Other Perks Common to Travel Rewards Cards
Card perks differ for every offer, but some of the best travel rewards credit cards come with elite-level perks that we really like. Some common perks to look for include:
- Travel insurance offers, including baggage delay or loss insurance, cancelled trip insurance or car rental insurance. Many credit card companies include them on any card marketed to travelers, and such perks really add peace of mind to personal or business travel.
- Purchase protection. A lot of cards offer purchase protections that credit you if an item you purchase goes on sale in the next few weeks. Another common perk is an extended warranty that applies to select purchases and can increase warranty coverage on items you purchase with your card for up to a year.
- Fraud protection. We don’t think consumers should apply to any card that doesn’t come with some fraud protection. Look for cards that allow customized alerts, cover you in case fraudulent purchases are made and let you manage your account online and via text for convenience.
What the Banks Don’t Tell You About Travel Rewards Cards
Credit card companies and banks are required to disclose or publish a lot of details about any credit card offer, but digging through the fine print can be a bit cumbersome. Banks are quick to tout a big sign-up bonus and other marketable perks — and they should be; we think those perks are pretty awesome ourselves.
But we also think, as a consumer, you need to be armed with all the knowledge so you can make the most of those perks. Here are just some important things banks won’t jump through hoops to make sure you know about travel rewards cards.
- Rewards may expire. Check the fine print on your offer to see exactly how long you have to use your rewards. The best travel rewards cards come with points that remain viable as long as you keep the card open. In most cases, if you close the account with active points, you lose those points.
- Transferring points may be a way to save them. If your travel rewards credit card allows transfer of points to another program (such as an airline’s frequent flyer program), you may be able to transfer all remaining points the statement cycle before you close the card.
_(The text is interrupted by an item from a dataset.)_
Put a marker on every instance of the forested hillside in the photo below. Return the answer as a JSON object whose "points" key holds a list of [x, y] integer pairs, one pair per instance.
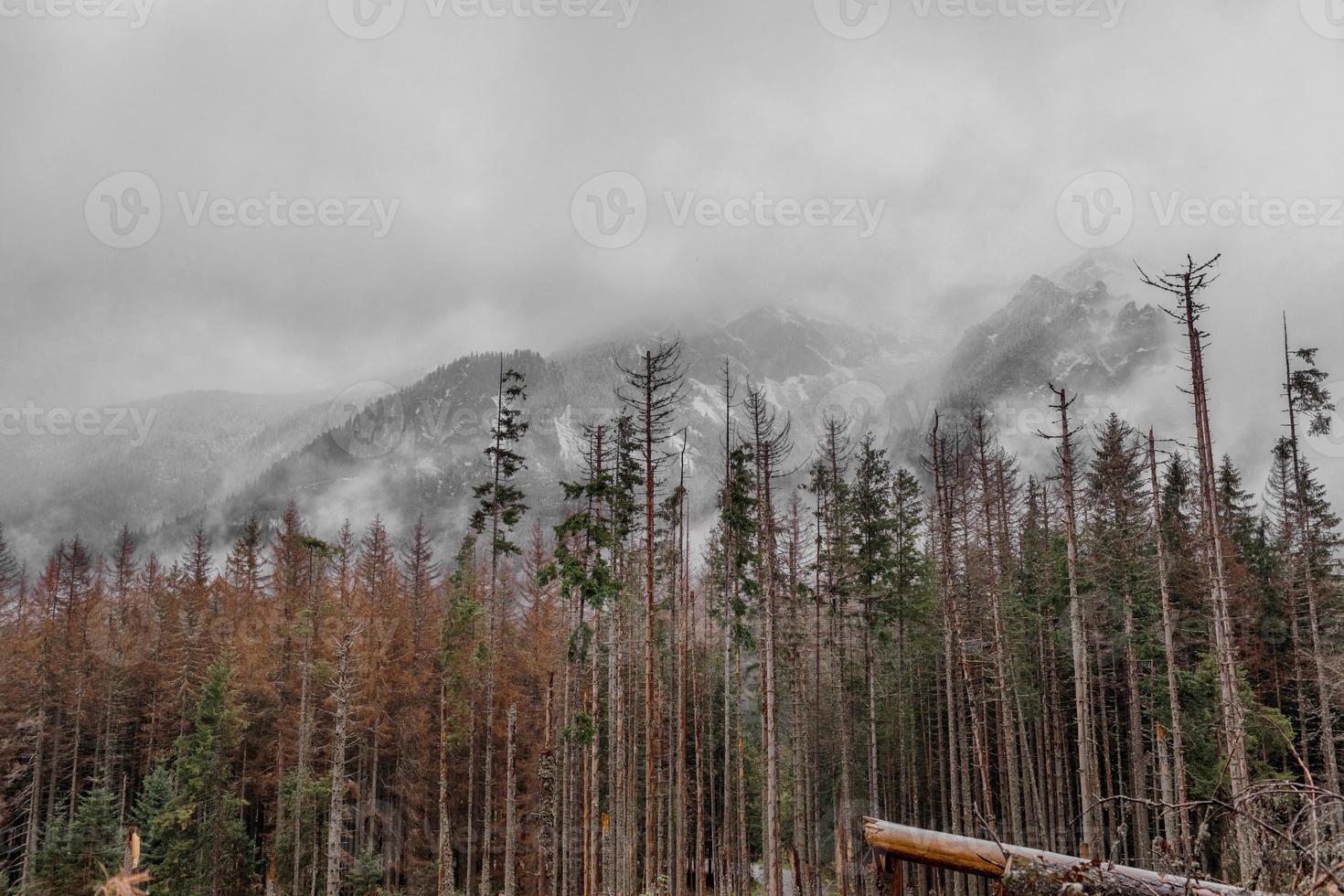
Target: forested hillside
{"points": [[1136, 657]]}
- Late payments can negatively impact your account. Specifically, late payments can cause fees and a bump in your interest rate. If you lucked into a travel rewards card with a great 0 percent APR offer, a late payment can wipe out those benefits.
- Rewards don’t typically hit right away. Usually, you have to wait at least one statement cycle for your account to be credited with appropriate rewards, so don’t spend this week and expect to cover hotel costs next week with the relevant points.
- Some fees may apply to redemptions. Depending on the program or vendor, you may not be able to cover certain fees or taxes with points. While flight fare might be covered (and thus free) with your points, you might have to pay the associated taxes. You can still save a great deal of money with rewards points, but understanding the fine print leaves you with less surprises during redemption checkout.
A travel rewards credit card is a great way to turn your everyday spending into huge travel savings. Opt for a general travel rewards card if you’re not tied to a certain hotel or airline brand and travel at least once a year.